The long running saga at the state-of-the-art facility resulted in council members deciding after Christmas to suspend trading after it emerged that the landfill had lost in the region of half a million Euro. Consultants RPS were brought in to examine the landfill and check out all options. Their findings showed that in order for the landfill to operate at a break even level, North Tipperary would have to charge between 120-125 Euro per tonne of waste , whereas other landfills are operating at between 30-40 Euro per tonne.
RPS Consultants Operations Manager, Mr Willie Madden, told members at the monthly meeting this week that the landfill is licensed to accept 32,000 tonnes of waste per annum. Ten of the eleven cells have been filled and he recommended to the members that the temporary closure, be made a permanent one, if the situation does not change. The council can close the facility for three years without having to re-apply for a waste license - however, if they intend re-opening within the three year window, they must inform the EPA of the decision.
Members expressed their disappointment at the news and also stated that illegal dumping seems to be on the increase, with every roadside becomming a victim. This should be combatted, they said, with Mayor John Kennedy noting the County Manager, Mr Joe MacGrath’s determination to operate a zero tolerance approach to illegal dumpers.
Director of Services Mr Carl Cashen said that the landfill at Ballyveighney has been very good to North Tipperary County Council in terms of income. However, due to the high level of uncertainty in the waste market and with levies and compliance legislation becoming more stringent, the diversion away from landfill is a big issue.
He accepted that there has been a big increase in illegal dumping but he did not accept that it is as a result of closing Ballyveighney. In fact, a vast amount of the material illegally dumped would have been accepted free of charge at the various recycling facilities, he said.
The council has set aside a significant sum of money to help pay the aftercare costs associated with the landfill and Mr Cashen did not accept that rate payers will be burdened with this.
Typical provision would be for 30 years and about 1.8 million Euro has been set aside by the local authority for this purpose.

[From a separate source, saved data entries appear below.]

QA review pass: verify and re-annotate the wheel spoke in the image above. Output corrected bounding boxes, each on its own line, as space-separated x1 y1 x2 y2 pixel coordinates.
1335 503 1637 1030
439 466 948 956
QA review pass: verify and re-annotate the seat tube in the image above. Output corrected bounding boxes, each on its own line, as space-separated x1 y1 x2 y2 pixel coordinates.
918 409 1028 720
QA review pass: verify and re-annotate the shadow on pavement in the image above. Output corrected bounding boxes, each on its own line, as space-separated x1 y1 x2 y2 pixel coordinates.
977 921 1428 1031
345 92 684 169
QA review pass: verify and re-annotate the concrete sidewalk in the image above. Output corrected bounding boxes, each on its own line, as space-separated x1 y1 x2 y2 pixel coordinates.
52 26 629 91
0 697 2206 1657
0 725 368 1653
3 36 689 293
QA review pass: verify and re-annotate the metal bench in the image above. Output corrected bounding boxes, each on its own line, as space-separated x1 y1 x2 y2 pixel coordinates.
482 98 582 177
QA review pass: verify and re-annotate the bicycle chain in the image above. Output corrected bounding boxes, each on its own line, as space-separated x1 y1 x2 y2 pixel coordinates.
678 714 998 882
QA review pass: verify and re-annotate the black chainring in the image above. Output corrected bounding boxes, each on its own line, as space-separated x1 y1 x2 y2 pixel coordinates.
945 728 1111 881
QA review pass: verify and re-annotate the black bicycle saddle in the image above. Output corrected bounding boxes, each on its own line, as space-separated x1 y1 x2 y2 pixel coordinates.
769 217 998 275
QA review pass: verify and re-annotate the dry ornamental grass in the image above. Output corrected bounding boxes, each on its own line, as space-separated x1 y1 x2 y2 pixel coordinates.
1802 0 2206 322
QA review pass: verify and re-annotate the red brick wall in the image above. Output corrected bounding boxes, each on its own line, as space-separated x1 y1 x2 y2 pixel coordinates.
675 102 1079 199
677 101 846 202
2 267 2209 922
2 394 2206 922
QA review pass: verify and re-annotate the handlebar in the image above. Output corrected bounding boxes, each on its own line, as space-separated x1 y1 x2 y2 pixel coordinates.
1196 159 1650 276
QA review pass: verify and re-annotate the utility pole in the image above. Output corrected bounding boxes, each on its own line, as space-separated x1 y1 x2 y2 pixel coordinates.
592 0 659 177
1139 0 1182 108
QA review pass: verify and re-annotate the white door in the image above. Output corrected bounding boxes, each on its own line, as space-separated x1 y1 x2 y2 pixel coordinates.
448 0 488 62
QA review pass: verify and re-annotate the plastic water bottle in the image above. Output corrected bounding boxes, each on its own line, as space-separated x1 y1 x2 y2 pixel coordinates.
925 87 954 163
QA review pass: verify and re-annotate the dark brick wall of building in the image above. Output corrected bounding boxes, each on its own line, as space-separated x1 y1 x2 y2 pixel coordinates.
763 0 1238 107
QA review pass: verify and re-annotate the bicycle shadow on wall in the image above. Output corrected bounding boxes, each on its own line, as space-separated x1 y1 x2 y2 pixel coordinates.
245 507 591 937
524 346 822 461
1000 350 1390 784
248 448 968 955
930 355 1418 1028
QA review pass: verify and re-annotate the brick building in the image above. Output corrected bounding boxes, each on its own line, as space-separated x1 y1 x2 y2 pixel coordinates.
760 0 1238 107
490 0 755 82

County Manager Mr John MacGrath described the decision to close the landfill as a very difficult one, but he added that it was the right one.
“We lost half a million Euro last year but we have stemmed that now and there is no doubt but that the decision to close the facility is the right one.
“We are in a much more comfortable position now to make up our mind about the future. We are in a very strong position in terms of aftercare having put the funds aside over the years, and we will continue to monitor the market and see how it is going,” Mr MacGrath said.